4) Return to the people from step one (if all goes as planned) a much larger pile of money than what they gave you. Keep some for yourself.
But the basic mechanics are sputtering. Steps 3 and 4 are broken as money and thus returns are not flowing out…
Instagram’s shameless Snapchat knockoff is doing marvellously well. On Jan 11 Instagram announced that Instagram Stories, a feature it launched in August 2016 that was a blatant copy of Snapchat, has accumulated 150 million daily active users. That’s exactly how many users Snapchat had as of June 2016. That in turn means it’s taken Instagram Stories about four months to get the same number of users it took Snapchat over four years to attract. This may put pressure on its proposed IPO as Snap has yet to make a profit. A problem Facebook certainly does not have…
Did the global elite’s devotion to borderless capitalism sow the seeds of a populist backlash? Kenneth Rogoff can pinpoint the moment he started to grow concerned Donald Trump would be the next U.S. president: It was when Rogoff’s fellow attendees at the World Economic Forum’s annual meeting last January said it could never happen. “A joke I’ve told 1,000 people in the months since leaving Davos is that the conventional wisdom of Davos is always wrong,” says the Harvard professor and former chief economist of the International Monetary Fund. “No matter how improbable, the event most likely to happen is the opposite of whatever the Davos consensus is.” Could this year’s Davosbe any different?

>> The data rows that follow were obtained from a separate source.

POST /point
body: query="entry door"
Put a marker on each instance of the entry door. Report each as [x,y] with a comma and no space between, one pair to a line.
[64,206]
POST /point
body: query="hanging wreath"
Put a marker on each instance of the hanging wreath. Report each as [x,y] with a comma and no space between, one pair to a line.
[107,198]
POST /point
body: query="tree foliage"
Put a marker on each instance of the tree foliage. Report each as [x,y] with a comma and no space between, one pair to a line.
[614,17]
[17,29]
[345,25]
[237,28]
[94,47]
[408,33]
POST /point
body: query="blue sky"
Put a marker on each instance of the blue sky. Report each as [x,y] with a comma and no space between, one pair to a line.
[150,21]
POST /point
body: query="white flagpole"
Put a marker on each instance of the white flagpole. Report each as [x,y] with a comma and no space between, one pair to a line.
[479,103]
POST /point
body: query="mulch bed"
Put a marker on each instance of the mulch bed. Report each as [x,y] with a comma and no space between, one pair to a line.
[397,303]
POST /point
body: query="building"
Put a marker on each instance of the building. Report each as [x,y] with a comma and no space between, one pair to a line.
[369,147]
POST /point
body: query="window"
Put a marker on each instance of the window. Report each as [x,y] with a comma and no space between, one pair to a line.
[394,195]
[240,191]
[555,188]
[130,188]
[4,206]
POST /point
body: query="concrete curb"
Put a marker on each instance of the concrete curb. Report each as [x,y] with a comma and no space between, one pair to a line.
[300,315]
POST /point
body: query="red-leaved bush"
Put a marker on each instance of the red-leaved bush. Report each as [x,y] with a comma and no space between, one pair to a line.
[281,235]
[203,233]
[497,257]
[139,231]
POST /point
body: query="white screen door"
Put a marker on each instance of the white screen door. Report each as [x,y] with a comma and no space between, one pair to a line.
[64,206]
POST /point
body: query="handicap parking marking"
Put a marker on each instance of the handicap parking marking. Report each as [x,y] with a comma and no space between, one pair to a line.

Feel your cost of living is getting to high? Feel like seeing your dollars go farther? It may boil down to where you choose to live. CNBC puts together an interesting list of American cities in which you can live really well on $60,000.
Could goal setting be holding you back? We are all told from a young age that setting goals is the way to achieve the things we want. Yet perhaps when it comes to actually getting things done and making progress, focusing on systems is more useful. What is a goal and what is a system? If you’re a coach, you’re goal is to win a championship. Your system is what your team does to practice every day. Interesting piece suggesting that committing to the process is what makes the difference.